Der Tag ging regenschwer und sturmbewegt,
Ich war an manch vergessenem Grab gewesen,
Verwittert Stein und Kreuz, die Kränze alt,
Die Namen überwachsen, kaum zu lesen.

Der Tag ging sturmbewegt und regenschwer,
Auf allen Gräbern fror das Wort: Gewesen.
Wie sturmestot die Särge schlummerten,
Auf allen Gräbern taute still: Genesen.

English Translation:

In the churchyard

The day was heavy with rain and disturbed by storms;
I was walking among many forgotten graves,
with weathered stones and crosses, the wreaths old,
the names washed away, hardly to be read.

The day was disturbed by storms and heavy with rain;
on every grave froze the words “we were.”
The coffins slumbered calmly like the eye of a storm,
and on every grave melted quietly the words: “we were healed.”

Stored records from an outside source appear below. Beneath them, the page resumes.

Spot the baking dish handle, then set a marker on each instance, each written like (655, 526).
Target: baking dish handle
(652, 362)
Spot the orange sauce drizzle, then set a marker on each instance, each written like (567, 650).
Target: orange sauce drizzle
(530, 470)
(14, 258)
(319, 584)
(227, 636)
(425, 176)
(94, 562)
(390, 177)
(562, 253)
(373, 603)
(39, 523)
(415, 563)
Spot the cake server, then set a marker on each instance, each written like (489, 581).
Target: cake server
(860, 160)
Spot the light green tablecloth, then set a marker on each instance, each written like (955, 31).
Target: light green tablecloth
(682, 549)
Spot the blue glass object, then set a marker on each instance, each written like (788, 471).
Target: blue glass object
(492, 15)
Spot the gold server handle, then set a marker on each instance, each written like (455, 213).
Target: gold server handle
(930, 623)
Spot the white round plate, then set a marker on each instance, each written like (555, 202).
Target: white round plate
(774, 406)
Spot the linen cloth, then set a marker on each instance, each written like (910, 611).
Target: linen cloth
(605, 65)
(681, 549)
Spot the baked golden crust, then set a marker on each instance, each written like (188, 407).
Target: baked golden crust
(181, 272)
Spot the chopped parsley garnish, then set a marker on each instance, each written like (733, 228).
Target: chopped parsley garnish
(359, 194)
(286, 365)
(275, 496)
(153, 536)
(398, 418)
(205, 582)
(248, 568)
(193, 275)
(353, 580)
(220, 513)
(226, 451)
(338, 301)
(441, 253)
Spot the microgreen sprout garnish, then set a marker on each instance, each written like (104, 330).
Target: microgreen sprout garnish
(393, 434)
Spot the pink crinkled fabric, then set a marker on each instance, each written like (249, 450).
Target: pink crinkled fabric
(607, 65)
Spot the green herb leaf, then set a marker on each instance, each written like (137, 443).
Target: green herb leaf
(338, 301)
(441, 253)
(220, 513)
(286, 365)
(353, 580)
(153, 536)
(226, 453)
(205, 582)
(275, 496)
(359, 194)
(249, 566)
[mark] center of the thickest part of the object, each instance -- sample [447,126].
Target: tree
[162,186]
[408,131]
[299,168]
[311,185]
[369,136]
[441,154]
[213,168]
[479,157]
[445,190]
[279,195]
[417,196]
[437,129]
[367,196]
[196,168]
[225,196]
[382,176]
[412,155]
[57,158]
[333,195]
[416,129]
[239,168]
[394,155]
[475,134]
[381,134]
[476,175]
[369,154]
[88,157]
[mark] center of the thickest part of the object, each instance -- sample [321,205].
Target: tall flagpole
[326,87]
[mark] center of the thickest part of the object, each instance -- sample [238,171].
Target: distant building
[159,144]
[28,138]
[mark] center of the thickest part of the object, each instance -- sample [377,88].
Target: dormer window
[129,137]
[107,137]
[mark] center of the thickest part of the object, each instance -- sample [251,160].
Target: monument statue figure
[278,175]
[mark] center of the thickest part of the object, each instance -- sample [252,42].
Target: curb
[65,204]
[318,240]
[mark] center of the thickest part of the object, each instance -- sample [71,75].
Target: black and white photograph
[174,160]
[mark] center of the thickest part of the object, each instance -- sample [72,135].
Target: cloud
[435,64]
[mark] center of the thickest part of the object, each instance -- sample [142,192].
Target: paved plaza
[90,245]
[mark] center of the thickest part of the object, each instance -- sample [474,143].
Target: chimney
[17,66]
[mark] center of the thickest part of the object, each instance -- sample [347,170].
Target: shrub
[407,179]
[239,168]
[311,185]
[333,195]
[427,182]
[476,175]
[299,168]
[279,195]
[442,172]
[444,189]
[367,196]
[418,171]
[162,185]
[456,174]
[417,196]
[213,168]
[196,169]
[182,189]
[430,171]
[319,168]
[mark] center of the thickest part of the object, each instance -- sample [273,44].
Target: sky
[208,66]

Les Berceaux by Gabriel Faure
Rachelle Moss, Mezzo Soprano
Violetta Zharkova, Piano

Les berceaux

Le long du Quai, les grands vaisseaux,
Que la houle incline en silence,
Ne prennent pas garde aux berceaux,
Que la main des femmes balance.

Mais viendra le jour des adieux,
Car il faut que les femmes pleurent,
Et que les hommes curieux
Tentent les horizons qui leurrent!

Et ce jour-là les grands vaisseaux,
Fuyant le port qui diminue,
Sentent leur masse retenue
Par l’âme des lointains berceaux.

English Translation:

Cradles

Along the quay, the great ships,
that ride the swell in silence,
take no notice of the cradles.
that the hands of the women rock.

But the day of farewells will come,
when the women must weep,
and curious men are tempted
towards the horizons that lure them!

And that day the great ships,
sailing away from the diminishing port,
feel their bulk held back
by the spirits of the distant cradles.